This function allows to convert a table from a sqlite file to parquet format.
The following extensions are supported :
"db","sdb","sqlite","db3","s3db","sqlite3","sl3","db2","s2db","sqlite2","sl2".
Two conversions possibilities are offered :
Convert to a single parquet file. Argument
path_to_parquet
must then be used;Convert to a partitioned parquet file. Additionnal arguments
partition
andpartitioning
must then be used;
Usage
sqlite_to_parquet(
path_to_file,
table_in_sqlite,
path_to_parquet,
partition = "no",
compression = "snappy",
compression_level = NULL,
...
)
Arguments
- path_to_file
String that indicates the path to the input file (don't forget the extension).
- table_in_sqlite
string that indicates the name of the table to convert in the sqlite file
- path_to_parquet
String that indicates the path to the directory where the parquet files will be stored.
- partition
String ("yes" or "no" - by default) that indicates whether you want to create a partitioned parquet file. If "yes",
"partitioning"
argument must be filled in. In this case, a folder will be created for each modality of the variable filled in"partitioning"

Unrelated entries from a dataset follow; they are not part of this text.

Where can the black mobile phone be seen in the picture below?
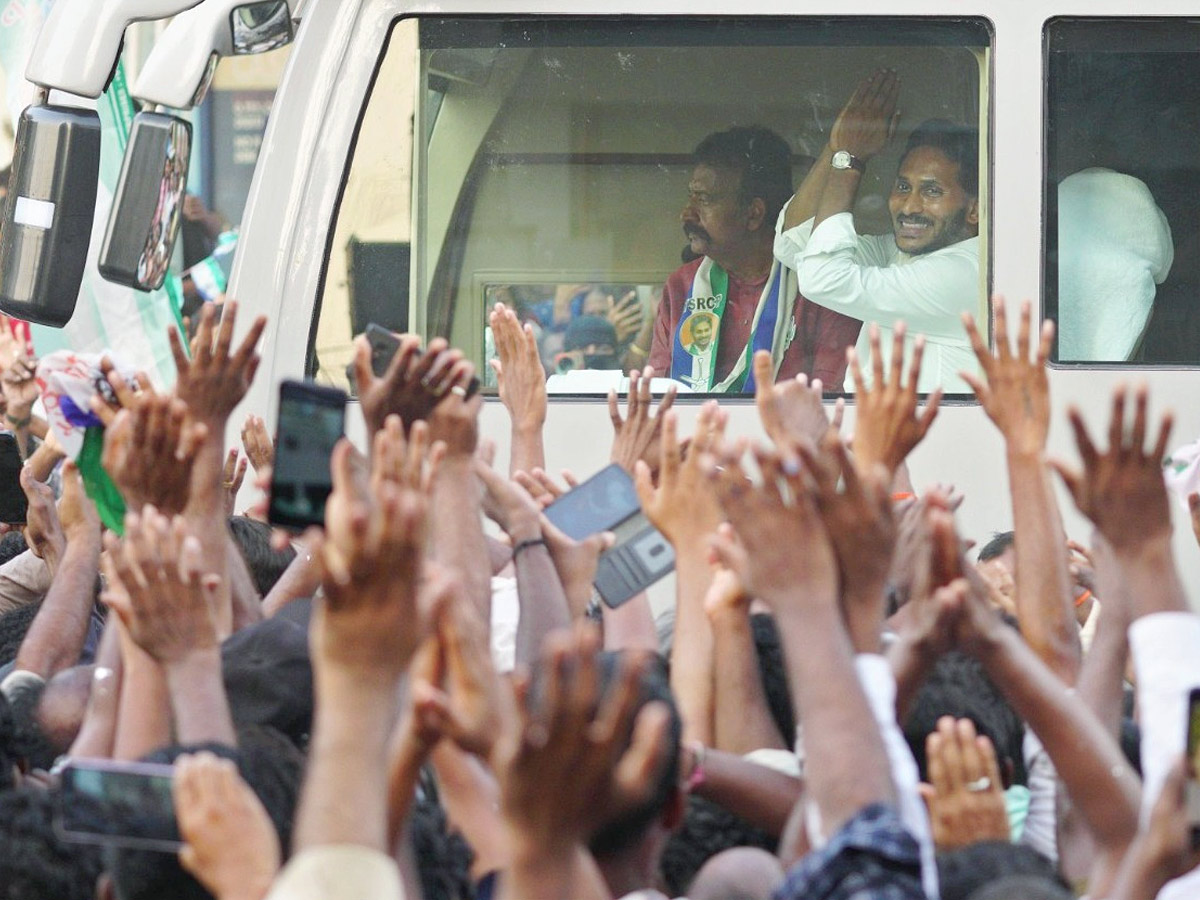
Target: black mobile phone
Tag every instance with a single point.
(599, 504)
(312, 420)
(13, 503)
(634, 564)
(123, 804)
(1193, 748)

. Be careful, this argument can not be "yes" ifmax_memory
ormax_rows
argument are not NULL.- compression
compression algorithm. Default "snappy".
- compression_level
compression level. Meaning depends on compression algorithm.
- ...
additional format-specific arguments, see arrow::write_parquet() and arrow::write_dataset() for more informations.
Examples
# Conversion from a local sqlite file to a single parquet file :
sqlite_to_parquet(
path_to_file = system.file("extdata","iris.sqlite",package = "parquetize"),
table_in_sqlite = "iris",
path_to_parquet = tempfile(fileext = ".parquet")
)
#> Reading data...
#> Writing data...
#> Writing data...
#> ✔ Data are available in parquet file under /tmp/Rtmp8qqupn/file178f3cb878cb.parquet
#> Writing data...
#> Writing data...
# Conversion from a local sqlite file to a partitioned parquet file :
sqlite_to_parquet(
path_to_file = system.file("extdata","iris.sqlite",package = "parquetize"),
table_in_sqlite = "iris",
path_to_parquet = tempfile(),
partition = "yes",
partitioning = c("Species")
)
#> Reading data...
#> Writing data...
#> Writing data...
#> ✔ Data are available in parquet dataset under /tmp/Rtmp8qqupn/file178f362f5fcf
#> Writing data...
#> Writing data...